A tremendous Hallowe’en night out was had at the weekend. I’d spent the previous 48 hours holding Hallowe’en parties for the kids at the school, which was as knackering as it sounds. The other teachers and I had decided to spice up proceedings however, by seeing who could scare the most kids to tears. Australian Ben stomped home to victory with a mighty total of ten by the end of the weekend. His ensemble of Scream mask, skeleton arms and cloak seemed to do the trick. His routine of remaining motionless behind unsuspecting children before enveloping them in his cloak pretty much pushed the cry button with every attempt. He was a master. I only managed a paltry four weepings, but this is largely because I have a conscience and I wasn’t prepared to psychologically scar any infants. In retrospect it seems quite cruel, but you’d do the same if the same kids had been taunting you for the past 4 months. It was awesome.

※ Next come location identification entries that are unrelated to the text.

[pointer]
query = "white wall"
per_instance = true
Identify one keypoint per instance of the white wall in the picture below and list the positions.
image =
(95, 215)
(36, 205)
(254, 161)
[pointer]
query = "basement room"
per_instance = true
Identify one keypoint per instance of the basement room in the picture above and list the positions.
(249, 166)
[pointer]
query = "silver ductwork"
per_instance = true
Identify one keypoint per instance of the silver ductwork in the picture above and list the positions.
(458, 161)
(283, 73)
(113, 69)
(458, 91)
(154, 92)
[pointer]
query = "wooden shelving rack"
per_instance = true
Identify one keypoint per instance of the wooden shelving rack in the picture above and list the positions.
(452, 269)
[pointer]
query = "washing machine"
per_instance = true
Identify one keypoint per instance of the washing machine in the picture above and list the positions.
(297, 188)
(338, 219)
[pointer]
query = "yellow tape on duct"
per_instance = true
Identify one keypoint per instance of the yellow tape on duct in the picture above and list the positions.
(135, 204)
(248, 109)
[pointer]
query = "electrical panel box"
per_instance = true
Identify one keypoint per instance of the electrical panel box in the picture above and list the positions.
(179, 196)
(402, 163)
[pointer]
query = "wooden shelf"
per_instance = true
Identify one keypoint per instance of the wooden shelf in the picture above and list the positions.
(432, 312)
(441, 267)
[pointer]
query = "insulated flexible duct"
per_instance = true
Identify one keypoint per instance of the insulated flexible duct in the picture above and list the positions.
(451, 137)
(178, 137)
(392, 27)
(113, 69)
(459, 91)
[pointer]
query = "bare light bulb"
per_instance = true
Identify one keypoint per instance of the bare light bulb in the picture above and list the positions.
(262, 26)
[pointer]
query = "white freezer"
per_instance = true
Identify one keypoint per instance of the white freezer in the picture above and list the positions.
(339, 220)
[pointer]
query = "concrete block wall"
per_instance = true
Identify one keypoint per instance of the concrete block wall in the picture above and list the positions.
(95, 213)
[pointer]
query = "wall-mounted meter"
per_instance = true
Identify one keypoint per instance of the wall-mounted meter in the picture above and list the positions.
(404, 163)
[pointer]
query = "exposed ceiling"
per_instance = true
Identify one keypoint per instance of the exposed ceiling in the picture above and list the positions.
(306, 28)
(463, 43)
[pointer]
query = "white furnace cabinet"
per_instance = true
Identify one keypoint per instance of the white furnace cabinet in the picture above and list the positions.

Anyway, the night out afterwards took me and Ben to a scuzzy little bar in the French Concession where I met a country singer who claimed to have worked for Nintendo. This instantly put him in the top 5 coolest people I’d ever met. He claimed that the Gamecube was his baby. I asked him numerous geeky questions surrounding Mariokart until he got bored and starting singing songs about how drunk Aussie Ben had got. Then I bumped into a woman dressed like a 1920s Chicago dolly bird. For some reason I started pretending to be a 1920s landlord/club owner a la Fat Sam. I have never been so owned in my life. For every witty improvisation she returned with a scything put-down, all in character. Ben announced that he thought he was dreaming. I was pretty much in love. When we got home (just me and Ben I may add, sadly) we decided it would be really funny to confuse the security guards and have a fake fight. I’m not really sure what happened but the security guards didn’t do anything and Ben is now moving around with a limp.
I’d like to dedicate this post to the wee kid who was so scared of me at school he performed a superman leap off the stairs and landed on his head, cracking his novelty mask in two. Thank god they don’t do law suits here.